Author: Guy Painchaud, ARIDO
Design Firm: IN Studio
Photographer: Ben Rahn / A-Frame

The challenge, however, was to implement these tactical changes while preserving the inviolable quality of the original heritage structure. It’s relatively straightforward to meet prescriptive requirements. It was another to preserve the spirit of the place: the drama of the atrium, the iconic views, the way light enters, the original commitment to material selection, and the quality of construction.
This approach meant coaching the construction manager and client alike on respecting the vision for a space that was upgraded in function but preserved in spirit. Our success has resulted in a state-of-the-art workplace that compromises neither function nor history.

With the upgrades, the client had specific areas to improve, such as the client experience at the reception area, the amount of sound traveling in closed work and meeting room spaces, and more spaces for different work modes including a library space, phone rooms, jump-in rooms, and more small meeting rooms. Acoustical upgrades were a key component of this project, we incorporated floor, wall, and ceiling material that help acoustics for all meeting rooms and closed offices.
The staff complement at this firm is growing, which requires more space to meet and collaborate. More phone rooms, jump-in rooms, and small meeting rooms were added, and this increased growth of the company required redistributing closed and open work areas. Training is a big part of their culture, and a large divisible, technology-supported training/meeting room to meet the company’s emergent needs.

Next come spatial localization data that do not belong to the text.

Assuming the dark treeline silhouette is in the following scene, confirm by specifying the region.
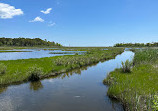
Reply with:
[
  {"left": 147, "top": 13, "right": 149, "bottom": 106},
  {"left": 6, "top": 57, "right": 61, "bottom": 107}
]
[
  {"left": 114, "top": 42, "right": 158, "bottom": 47},
  {"left": 0, "top": 37, "right": 62, "bottom": 47}
]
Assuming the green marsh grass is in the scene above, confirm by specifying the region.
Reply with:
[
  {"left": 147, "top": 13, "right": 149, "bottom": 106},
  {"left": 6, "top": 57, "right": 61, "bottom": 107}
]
[
  {"left": 103, "top": 49, "right": 158, "bottom": 110},
  {"left": 27, "top": 66, "right": 43, "bottom": 81},
  {"left": 0, "top": 63, "right": 7, "bottom": 74},
  {"left": 53, "top": 48, "right": 124, "bottom": 69},
  {"left": 121, "top": 60, "right": 132, "bottom": 73},
  {"left": 0, "top": 47, "right": 124, "bottom": 85},
  {"left": 133, "top": 49, "right": 158, "bottom": 65}
]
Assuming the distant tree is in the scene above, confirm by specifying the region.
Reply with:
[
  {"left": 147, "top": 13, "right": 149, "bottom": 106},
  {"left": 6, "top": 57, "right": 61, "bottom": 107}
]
[
  {"left": 0, "top": 37, "right": 62, "bottom": 47},
  {"left": 114, "top": 42, "right": 158, "bottom": 47}
]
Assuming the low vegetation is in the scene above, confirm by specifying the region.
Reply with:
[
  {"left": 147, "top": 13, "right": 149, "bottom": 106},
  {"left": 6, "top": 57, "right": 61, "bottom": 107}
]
[
  {"left": 121, "top": 60, "right": 132, "bottom": 73},
  {"left": 0, "top": 63, "right": 7, "bottom": 74},
  {"left": 27, "top": 66, "right": 43, "bottom": 81},
  {"left": 133, "top": 49, "right": 158, "bottom": 65},
  {"left": 103, "top": 49, "right": 158, "bottom": 110},
  {"left": 54, "top": 51, "right": 112, "bottom": 67},
  {"left": 0, "top": 47, "right": 124, "bottom": 85},
  {"left": 114, "top": 42, "right": 158, "bottom": 47},
  {"left": 49, "top": 51, "right": 84, "bottom": 55}
]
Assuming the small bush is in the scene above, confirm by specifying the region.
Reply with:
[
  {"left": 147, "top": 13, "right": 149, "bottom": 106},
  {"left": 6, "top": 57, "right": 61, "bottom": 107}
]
[
  {"left": 75, "top": 53, "right": 79, "bottom": 55},
  {"left": 0, "top": 63, "right": 7, "bottom": 74},
  {"left": 121, "top": 60, "right": 132, "bottom": 73},
  {"left": 27, "top": 66, "right": 43, "bottom": 81}
]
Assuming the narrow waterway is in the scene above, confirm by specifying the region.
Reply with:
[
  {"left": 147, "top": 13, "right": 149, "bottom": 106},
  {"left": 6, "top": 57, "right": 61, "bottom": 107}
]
[{"left": 0, "top": 51, "right": 134, "bottom": 111}]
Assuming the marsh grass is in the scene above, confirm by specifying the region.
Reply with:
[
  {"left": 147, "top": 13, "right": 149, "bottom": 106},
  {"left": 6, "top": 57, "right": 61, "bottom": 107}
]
[
  {"left": 27, "top": 66, "right": 43, "bottom": 81},
  {"left": 0, "top": 63, "right": 7, "bottom": 74},
  {"left": 104, "top": 49, "right": 158, "bottom": 110},
  {"left": 53, "top": 49, "right": 123, "bottom": 69},
  {"left": 49, "top": 52, "right": 76, "bottom": 54},
  {"left": 0, "top": 47, "right": 124, "bottom": 85},
  {"left": 121, "top": 60, "right": 132, "bottom": 73},
  {"left": 133, "top": 49, "right": 158, "bottom": 65},
  {"left": 49, "top": 52, "right": 83, "bottom": 55}
]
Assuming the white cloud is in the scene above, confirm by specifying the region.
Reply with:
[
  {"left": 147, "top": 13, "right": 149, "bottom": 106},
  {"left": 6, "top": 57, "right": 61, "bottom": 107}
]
[
  {"left": 41, "top": 8, "right": 52, "bottom": 14},
  {"left": 29, "top": 16, "right": 44, "bottom": 22},
  {"left": 0, "top": 3, "right": 23, "bottom": 19},
  {"left": 48, "top": 22, "right": 56, "bottom": 27}
]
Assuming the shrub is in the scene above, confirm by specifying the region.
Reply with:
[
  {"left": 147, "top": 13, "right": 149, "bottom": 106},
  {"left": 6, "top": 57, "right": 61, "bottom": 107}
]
[
  {"left": 27, "top": 66, "right": 43, "bottom": 81},
  {"left": 75, "top": 53, "right": 79, "bottom": 55},
  {"left": 121, "top": 60, "right": 132, "bottom": 73},
  {"left": 0, "top": 63, "right": 7, "bottom": 74}
]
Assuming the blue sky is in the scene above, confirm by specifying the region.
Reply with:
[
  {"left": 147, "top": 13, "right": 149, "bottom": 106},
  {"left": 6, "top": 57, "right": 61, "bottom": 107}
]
[{"left": 0, "top": 0, "right": 158, "bottom": 46}]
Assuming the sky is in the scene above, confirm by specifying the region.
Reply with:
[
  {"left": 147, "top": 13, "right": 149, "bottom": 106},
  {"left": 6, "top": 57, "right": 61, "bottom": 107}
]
[{"left": 0, "top": 0, "right": 158, "bottom": 46}]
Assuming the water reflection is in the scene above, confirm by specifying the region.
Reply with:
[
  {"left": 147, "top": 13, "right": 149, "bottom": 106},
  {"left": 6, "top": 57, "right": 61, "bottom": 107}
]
[
  {"left": 30, "top": 81, "right": 43, "bottom": 91},
  {"left": 0, "top": 49, "right": 85, "bottom": 60},
  {"left": 108, "top": 96, "right": 124, "bottom": 111},
  {"left": 43, "top": 63, "right": 98, "bottom": 81},
  {"left": 0, "top": 86, "right": 7, "bottom": 94},
  {"left": 0, "top": 63, "right": 98, "bottom": 93}
]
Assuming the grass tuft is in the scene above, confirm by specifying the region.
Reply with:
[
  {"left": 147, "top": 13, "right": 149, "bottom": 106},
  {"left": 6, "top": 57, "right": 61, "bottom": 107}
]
[
  {"left": 0, "top": 63, "right": 7, "bottom": 74},
  {"left": 27, "top": 66, "right": 43, "bottom": 81},
  {"left": 121, "top": 60, "right": 132, "bottom": 73}
]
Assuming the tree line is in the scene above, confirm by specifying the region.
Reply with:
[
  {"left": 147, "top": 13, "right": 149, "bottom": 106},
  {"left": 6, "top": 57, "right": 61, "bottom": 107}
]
[
  {"left": 0, "top": 37, "right": 62, "bottom": 47},
  {"left": 114, "top": 42, "right": 158, "bottom": 47}
]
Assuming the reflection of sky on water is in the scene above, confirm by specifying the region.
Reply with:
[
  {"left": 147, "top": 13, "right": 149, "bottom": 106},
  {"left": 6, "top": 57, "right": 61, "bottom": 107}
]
[{"left": 0, "top": 49, "right": 85, "bottom": 60}]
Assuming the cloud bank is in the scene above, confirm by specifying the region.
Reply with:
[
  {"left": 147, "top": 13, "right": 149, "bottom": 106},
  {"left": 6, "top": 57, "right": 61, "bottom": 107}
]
[{"left": 0, "top": 3, "right": 23, "bottom": 19}]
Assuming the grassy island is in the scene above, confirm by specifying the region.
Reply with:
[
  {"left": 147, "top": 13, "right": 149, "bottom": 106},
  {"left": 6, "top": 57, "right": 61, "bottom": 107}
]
[{"left": 0, "top": 47, "right": 124, "bottom": 86}]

The staff team works in a very agile manner. As such, event offices dedicated to a specific staff member could be used by any employee as a jump-in room if the dedicated user was not in the office that day. By analyzing where the inefficiencies were in the space, our team could find alternate planning solutions to create a more versatile and flexible user focused workplace.
Larger inefficient meeting rooms were divided in more appropriately scaled meeting rooms for smaller team usage. Underutilized ground floor spaces were transformed into a large divisible training space that was not part of the original planning, but was desperately needed.
The heritage preservation recording document there identified and documented specific references to significant elements of the project: the exposed architectural concrete, the atrium, the wood glazing detailing, the Owen Sound stone, and the built-in wood furnishings. These became our areas of focus and our design vision was shaped by determining the viability of preserving, restoring, or re-purposing those items.

Heritage components like the glazing frames and window coverings were repaired and refinished to their original state. Stone flooring was salvaged for reuse, stone wall panels were protected. Historic concrete in the atrium was maintained. A built-in shelving unit was salvaged, and incorporated in the new plan as storage in the pantry and conference spaces.
All of this original stone was beautiful and historic, but also meant an abundance of surfaces to reverberate sound. Our interventions softened many of these surfaces to improve acoustics, lowering reverberation in conference rooms and allowing staff to have personal conversations in open areas without disrupting adjacent staff.
The original space did have some accessibility limitations. Circulation paths were widened to accommodate a variety of mobility devices and new universal washroom facilities were added which were not part of the original planning. New spaces for personal activities/care were added, including a new nursing room and an additional wellness space.

The client wanted to design to LEED standards without pursuing the full certification process. As such, there was a need to reduce, recycle, and re-use physical materials as much as possible through the design and construction process. For example, exotic wood flooring was salvaged to repair existing wood floors, while new flooring used a matching non-exotic species. Existing wood flooring was refinished, and new woodwork was matched to species and stain colour.
We were able to deliver on all of the client’s goals and upgrade the building’s technology and systems, but with such a subtle touch that it barely looks like we were ever there.